Exploiting structural differences among heteroduplex molecules to simplify genotyping the DQA1 and DQB1 alleles in human lymphocyte typing.

摘要

A novel approach to DNA probe hybridization and heteroduplex analysis, termed directed heteroduplex analysis (DHDA) is presented here to illustrate its utility in simplification of human lymphocyte antigen (HLA)-typing. By strategic labeling of single-stranded probe sequences, DHDA allows the identification of specific heteroduplex structures that contribute to the differentiation of DQA1 and DQB1 alleles.

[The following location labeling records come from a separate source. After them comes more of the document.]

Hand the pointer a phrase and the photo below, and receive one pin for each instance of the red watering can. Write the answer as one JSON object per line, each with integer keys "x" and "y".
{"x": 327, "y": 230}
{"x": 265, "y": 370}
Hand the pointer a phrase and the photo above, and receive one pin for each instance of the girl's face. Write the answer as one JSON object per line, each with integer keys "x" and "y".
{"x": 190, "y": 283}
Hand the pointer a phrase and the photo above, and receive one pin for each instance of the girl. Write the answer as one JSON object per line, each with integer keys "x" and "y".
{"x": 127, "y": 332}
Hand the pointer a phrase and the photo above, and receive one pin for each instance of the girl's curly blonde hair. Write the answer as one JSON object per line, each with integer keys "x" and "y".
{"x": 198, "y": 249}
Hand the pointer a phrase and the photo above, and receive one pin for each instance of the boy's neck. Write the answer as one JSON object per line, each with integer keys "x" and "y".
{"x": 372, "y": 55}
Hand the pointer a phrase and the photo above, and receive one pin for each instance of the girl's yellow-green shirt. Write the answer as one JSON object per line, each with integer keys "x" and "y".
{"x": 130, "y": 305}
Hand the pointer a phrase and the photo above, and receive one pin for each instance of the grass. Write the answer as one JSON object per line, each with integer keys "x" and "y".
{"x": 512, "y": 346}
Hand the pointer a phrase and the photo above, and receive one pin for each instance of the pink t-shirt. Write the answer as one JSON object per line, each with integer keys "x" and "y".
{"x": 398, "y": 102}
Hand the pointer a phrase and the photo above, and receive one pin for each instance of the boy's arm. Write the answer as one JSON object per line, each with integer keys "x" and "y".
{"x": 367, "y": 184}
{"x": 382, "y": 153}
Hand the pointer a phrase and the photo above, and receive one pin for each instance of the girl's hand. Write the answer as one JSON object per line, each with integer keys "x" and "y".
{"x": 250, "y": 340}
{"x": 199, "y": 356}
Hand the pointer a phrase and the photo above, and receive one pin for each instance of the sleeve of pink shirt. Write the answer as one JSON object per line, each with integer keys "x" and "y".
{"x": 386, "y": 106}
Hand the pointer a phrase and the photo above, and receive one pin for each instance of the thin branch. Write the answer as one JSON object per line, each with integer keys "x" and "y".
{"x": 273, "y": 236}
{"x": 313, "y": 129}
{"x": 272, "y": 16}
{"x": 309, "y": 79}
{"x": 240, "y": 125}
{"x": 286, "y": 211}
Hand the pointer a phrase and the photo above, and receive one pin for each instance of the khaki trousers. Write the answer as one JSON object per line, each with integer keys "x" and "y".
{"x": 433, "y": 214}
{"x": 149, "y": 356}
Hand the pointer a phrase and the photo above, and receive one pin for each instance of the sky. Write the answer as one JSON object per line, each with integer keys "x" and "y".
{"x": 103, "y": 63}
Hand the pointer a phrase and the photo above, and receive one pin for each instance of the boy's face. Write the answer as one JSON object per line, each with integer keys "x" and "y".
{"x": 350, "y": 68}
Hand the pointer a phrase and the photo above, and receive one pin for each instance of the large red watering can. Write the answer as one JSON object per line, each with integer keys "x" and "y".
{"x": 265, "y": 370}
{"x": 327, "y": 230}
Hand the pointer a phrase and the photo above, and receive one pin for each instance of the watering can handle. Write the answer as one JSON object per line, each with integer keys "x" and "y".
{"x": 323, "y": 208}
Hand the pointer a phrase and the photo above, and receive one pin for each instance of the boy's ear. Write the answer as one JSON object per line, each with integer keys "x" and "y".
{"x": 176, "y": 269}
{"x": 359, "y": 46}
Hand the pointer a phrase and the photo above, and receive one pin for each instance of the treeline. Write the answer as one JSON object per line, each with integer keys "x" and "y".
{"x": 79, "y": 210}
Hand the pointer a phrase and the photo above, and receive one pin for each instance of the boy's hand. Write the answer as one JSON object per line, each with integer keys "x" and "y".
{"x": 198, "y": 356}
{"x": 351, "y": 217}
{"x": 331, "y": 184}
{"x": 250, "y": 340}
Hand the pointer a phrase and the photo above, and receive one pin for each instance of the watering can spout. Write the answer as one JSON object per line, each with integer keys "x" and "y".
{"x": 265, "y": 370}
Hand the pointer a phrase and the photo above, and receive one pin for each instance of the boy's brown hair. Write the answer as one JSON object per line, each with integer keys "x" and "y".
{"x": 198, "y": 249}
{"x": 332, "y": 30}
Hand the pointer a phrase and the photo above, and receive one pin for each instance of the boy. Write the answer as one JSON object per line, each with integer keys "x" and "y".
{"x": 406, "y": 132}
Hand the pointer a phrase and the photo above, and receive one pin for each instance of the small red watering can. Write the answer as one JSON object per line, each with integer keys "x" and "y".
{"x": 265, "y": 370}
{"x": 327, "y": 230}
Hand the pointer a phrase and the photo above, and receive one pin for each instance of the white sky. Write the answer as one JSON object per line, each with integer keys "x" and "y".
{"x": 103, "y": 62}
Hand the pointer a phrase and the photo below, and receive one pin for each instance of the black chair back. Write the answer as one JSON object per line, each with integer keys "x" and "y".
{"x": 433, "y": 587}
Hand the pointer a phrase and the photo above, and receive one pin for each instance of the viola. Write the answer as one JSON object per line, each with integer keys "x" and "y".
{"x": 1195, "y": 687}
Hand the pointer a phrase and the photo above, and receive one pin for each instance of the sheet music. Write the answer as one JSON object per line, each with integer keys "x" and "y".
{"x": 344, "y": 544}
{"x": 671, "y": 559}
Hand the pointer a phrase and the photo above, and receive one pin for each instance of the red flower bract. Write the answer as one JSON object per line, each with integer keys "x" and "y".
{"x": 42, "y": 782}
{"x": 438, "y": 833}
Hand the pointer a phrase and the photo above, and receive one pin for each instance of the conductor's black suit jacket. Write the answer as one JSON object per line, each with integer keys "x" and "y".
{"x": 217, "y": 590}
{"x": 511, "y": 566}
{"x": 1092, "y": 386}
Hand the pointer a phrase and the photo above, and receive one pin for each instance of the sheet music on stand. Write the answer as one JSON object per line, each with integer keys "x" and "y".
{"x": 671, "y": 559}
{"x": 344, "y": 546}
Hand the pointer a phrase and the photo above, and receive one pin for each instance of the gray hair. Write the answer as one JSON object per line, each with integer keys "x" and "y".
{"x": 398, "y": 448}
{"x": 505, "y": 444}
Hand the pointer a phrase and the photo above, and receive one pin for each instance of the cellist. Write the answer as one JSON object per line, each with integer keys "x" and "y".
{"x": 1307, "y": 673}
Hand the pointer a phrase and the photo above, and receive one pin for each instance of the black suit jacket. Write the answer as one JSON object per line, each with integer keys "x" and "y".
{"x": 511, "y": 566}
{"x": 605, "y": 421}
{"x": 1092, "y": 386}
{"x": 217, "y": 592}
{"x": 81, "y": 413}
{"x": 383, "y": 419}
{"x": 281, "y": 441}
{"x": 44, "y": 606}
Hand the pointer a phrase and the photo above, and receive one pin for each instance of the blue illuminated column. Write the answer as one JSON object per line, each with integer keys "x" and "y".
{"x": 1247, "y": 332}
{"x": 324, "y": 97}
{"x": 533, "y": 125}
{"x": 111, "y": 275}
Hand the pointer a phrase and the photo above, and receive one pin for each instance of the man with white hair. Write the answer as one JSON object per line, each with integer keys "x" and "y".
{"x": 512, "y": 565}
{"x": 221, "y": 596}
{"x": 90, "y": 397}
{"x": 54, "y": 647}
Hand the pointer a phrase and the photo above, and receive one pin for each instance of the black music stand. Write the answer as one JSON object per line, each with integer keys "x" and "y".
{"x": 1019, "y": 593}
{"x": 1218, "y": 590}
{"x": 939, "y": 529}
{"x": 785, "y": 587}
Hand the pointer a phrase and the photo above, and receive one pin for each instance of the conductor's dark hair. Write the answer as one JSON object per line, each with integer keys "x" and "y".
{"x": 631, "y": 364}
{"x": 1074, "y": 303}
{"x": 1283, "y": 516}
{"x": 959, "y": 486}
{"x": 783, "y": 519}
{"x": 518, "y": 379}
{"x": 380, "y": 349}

Because of the high degree of polymorphism among major histocompatibility complex class II second exon sequences, this analysis of 50 different heteroduplex molecules provides evidence of the importance of unpaired bases and mismatched base pairs and their effect on heteroduplex electrophoretic-mobility differences. This strategy is further used to genotype accurately a family for DQA1 which was previously analyzed by sequence specific oligonucleotide (SSO) probe hybridization. To differentiate by SSO-typing among the DQA1 and DQB1 alleles analyzed in this study requires the use of 23 different probes. Equivalent results are obtained by DHDA using only three probes. Therefore, this study suggests that accurate HLA-typing can be simplified by DHDA. Additionally, DHDA may be useful for differentiation of DNA sequence polymorphisms in other genetic systems.